I noticed right away the two major, nearly symmetrical, triangles that organize de Heem's composition (a structure emphasized in Matisse's "re-construction"), and the simple value design, focusing the viewer's attention on the table. I even noticed that this still life represents, visually, conceptually, and structurally, some sort of synthesis, or compromise, between de Heem's two personalities, the Dutch Golden Age one and the Flemish barocco one: especially the lute in the bottom left corner, downplayed, nearly hidden within a darker color area. What I had failed to see before today is the point of this whole structure.
The two triangles are representationally supported by the drapery which is supposed to form the background for the table of desserts, and this drapery nearly covers two things: a window on the left, hidden almost completely within the left-hand triangle, and a strange, building-like cabinet on the right, with some sort of circular decoration, within the right-hand triangle. The latter is quite visible, and painted with a considerable attention to detail, but, in a sense, escapes the viewer's attention because of the overall value design: the viewer's eye goes down, attracted by the whitest white of the cloth and the interplay of contrasting values within the fruit and silver on the table.
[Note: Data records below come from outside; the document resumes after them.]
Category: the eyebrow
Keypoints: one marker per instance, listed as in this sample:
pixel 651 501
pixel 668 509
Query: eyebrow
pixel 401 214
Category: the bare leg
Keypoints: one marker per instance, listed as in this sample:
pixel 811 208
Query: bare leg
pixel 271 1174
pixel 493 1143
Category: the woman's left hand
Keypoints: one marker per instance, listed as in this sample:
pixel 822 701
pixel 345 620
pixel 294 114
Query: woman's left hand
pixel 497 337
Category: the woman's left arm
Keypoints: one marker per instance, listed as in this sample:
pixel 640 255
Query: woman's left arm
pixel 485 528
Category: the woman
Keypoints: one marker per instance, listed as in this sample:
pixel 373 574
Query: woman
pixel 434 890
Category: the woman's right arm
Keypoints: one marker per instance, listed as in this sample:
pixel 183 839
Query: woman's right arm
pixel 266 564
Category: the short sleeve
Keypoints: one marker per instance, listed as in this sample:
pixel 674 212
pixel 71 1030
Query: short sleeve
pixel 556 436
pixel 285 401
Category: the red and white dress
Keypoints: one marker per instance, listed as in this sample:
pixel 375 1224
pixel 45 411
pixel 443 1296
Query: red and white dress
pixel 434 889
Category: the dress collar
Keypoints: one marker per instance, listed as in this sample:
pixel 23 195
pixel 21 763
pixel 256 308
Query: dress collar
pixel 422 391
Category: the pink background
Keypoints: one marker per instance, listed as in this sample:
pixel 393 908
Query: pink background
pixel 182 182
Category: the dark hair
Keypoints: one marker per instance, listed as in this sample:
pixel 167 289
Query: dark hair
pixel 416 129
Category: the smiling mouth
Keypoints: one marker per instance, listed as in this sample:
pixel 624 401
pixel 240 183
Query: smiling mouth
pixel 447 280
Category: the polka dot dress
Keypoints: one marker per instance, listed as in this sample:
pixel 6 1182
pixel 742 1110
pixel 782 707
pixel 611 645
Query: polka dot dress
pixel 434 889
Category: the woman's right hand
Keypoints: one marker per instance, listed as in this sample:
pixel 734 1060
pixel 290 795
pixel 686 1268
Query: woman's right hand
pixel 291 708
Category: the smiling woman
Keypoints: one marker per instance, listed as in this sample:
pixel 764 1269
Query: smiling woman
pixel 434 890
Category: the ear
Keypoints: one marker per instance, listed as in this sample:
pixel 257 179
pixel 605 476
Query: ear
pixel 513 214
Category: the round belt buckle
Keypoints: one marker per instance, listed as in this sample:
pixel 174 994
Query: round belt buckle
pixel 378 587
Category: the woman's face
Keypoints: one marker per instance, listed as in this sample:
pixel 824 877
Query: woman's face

Still, the geometrical composition of the painting points to the apexes of major triangles; the right-hand one disappears in the darkness, but just under the left-hand apex we see, if we pay some attention, what sits on the top of the cabinet (and only because of this, we can recognize it as a cabinet, not a building): a heap of books, a globe-like model, and a roll of paper (or something), all half-covered by the drapery.
It's as though the painter allows an attentive viewer to see, up there, what it is that he has put away, and covered by the drapery, in order to set up his Flemish Barocco still life, all these fruits, silver goblets, and other earthly delights: moved to the edges of the painting, "hidden" by muted earth tones and the simplicity of value structure, is the stuff of his youthful Leiden work: his lute, and books, and manuscripts. These are the things, I hear him say, that I have -- if not given up, then, at the very least, moved to the nearly invisible edges of my life, in order to paint this incalculable multitude of brightly colored florals and richly laid tables, which have made me so successful in Antwerp.
I doubt the original buyer of this painting could see this message; in those pre-globalization times, few people could have known both "sides"of de Heem's work. But Matisse certainly could; remarkably, though, as you can see in this detail of his painting, he definitely downplayed the books: one would have never been able recognize them here without looking at de Heem's original first.
Instead, Matisse "opened up" the drapery on the left-hand side of the painting and emphasized the window, and the landscape, which are barely visible in de Heem's original (but they are there nonetheless). This creates a distinctly audible conversation across ages and cultures: here are your desserts, delight for your body; here are your books and your lute, delights for your mind and soul; and out there, outside your studio, are the sky, and trees, and the whole wide world. What do you choose to focus on?